5.5.2 Spoorweglawaai

Het bedrijventerrein Nishoek is gesitueerd aan de spoorlijn Vlissingen - Roosendaal en beschikt over een NS-station. Ook bedrijventerrein De Poort ligt in de nabijheid van dit spoortraject. Er is echter geen sprake van laad- en overslag via het spoor en de ontwikkelingen op deze bedrijventerreinen hebben geen invloed op het gebruik van het spoortracé. De andere terreinen zijn niet gesitueerd aan of nabij het genoemde spoortraject.

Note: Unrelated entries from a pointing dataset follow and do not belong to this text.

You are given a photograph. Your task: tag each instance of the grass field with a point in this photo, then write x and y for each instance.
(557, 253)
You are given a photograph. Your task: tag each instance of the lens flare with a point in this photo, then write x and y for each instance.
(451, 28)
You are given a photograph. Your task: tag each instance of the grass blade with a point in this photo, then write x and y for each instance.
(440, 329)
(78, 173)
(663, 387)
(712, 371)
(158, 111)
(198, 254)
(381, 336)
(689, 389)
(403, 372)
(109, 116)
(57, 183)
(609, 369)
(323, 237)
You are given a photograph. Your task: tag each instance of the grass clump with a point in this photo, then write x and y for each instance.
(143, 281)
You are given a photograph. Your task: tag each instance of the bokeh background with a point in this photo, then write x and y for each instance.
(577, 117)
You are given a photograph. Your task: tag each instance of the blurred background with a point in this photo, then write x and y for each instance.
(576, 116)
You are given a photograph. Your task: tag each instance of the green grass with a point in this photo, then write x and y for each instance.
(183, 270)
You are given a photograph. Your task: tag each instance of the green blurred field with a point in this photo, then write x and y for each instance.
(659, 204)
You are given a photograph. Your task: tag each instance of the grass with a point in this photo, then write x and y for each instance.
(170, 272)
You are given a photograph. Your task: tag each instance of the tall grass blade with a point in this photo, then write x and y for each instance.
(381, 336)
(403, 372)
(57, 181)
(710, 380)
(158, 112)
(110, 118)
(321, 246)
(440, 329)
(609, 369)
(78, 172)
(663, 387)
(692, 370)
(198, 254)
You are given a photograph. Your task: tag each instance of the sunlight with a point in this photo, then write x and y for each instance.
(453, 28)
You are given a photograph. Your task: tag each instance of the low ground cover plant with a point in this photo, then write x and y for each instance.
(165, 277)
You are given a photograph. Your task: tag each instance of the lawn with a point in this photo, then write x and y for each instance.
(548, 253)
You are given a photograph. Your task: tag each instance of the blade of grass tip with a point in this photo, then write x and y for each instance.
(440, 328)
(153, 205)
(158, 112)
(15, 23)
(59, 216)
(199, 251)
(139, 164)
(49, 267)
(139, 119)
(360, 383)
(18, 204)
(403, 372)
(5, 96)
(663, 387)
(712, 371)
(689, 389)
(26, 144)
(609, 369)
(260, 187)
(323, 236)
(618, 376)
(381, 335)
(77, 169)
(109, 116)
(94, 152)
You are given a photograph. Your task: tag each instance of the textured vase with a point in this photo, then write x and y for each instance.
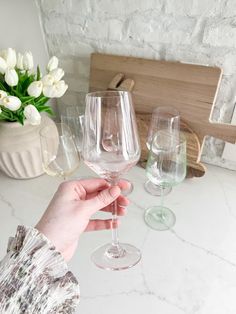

Binnen het plan worden geen nieuwe geluidsgevoelige ontwikkelingen mogelijk gemaakt, zoals (bedrijfs)woningen. Tevens vinden er geen reconstructies plaats aan het spoorwegtracé of worden nieuwe railverbindingen aangelegd in de directe omgeving van bestaande geluidsgevoelige functies. Door het uitblijven van deze ontwikkelingen kan een toetsing aan de Wet geluidhinder ten aanzien van het spoorweglawaai achterwege blijven.

5.5.3 Industrielawaai

Er is geen sprake van een gezoneerd industrieterrein zoals bedoeld in de Wet geluidhinder.

5.6 Luchtkwaliteit

Toetsingskader

Het toetsingskader voor luchtkwaliteit wordt gevormd door titel 5.2 van de Wet milieubeheer, ook wel Wet luchtkwaliteit (Wlk) genoemd. De Wlk bevat grenswaarden voor zwaveldioxide, stikstofdioxide en stikstofoxiden, fijn stof, lood, koolmonoxide en benzeen. Hierbij zijn in de ruimtelijke ordeningspraktijk langs wegen met name de grenswaarden voor stikstofdioxide (jaargemiddelde) en fijn stof (jaar- en daggemiddelde) van belang. In tabel 5.5 is een overzicht opgenomen van de grenswaarden voor stikstofdioxide en fijn stof zoals die gelden na het in werking treden van het NSL (op 1 augustus 2009).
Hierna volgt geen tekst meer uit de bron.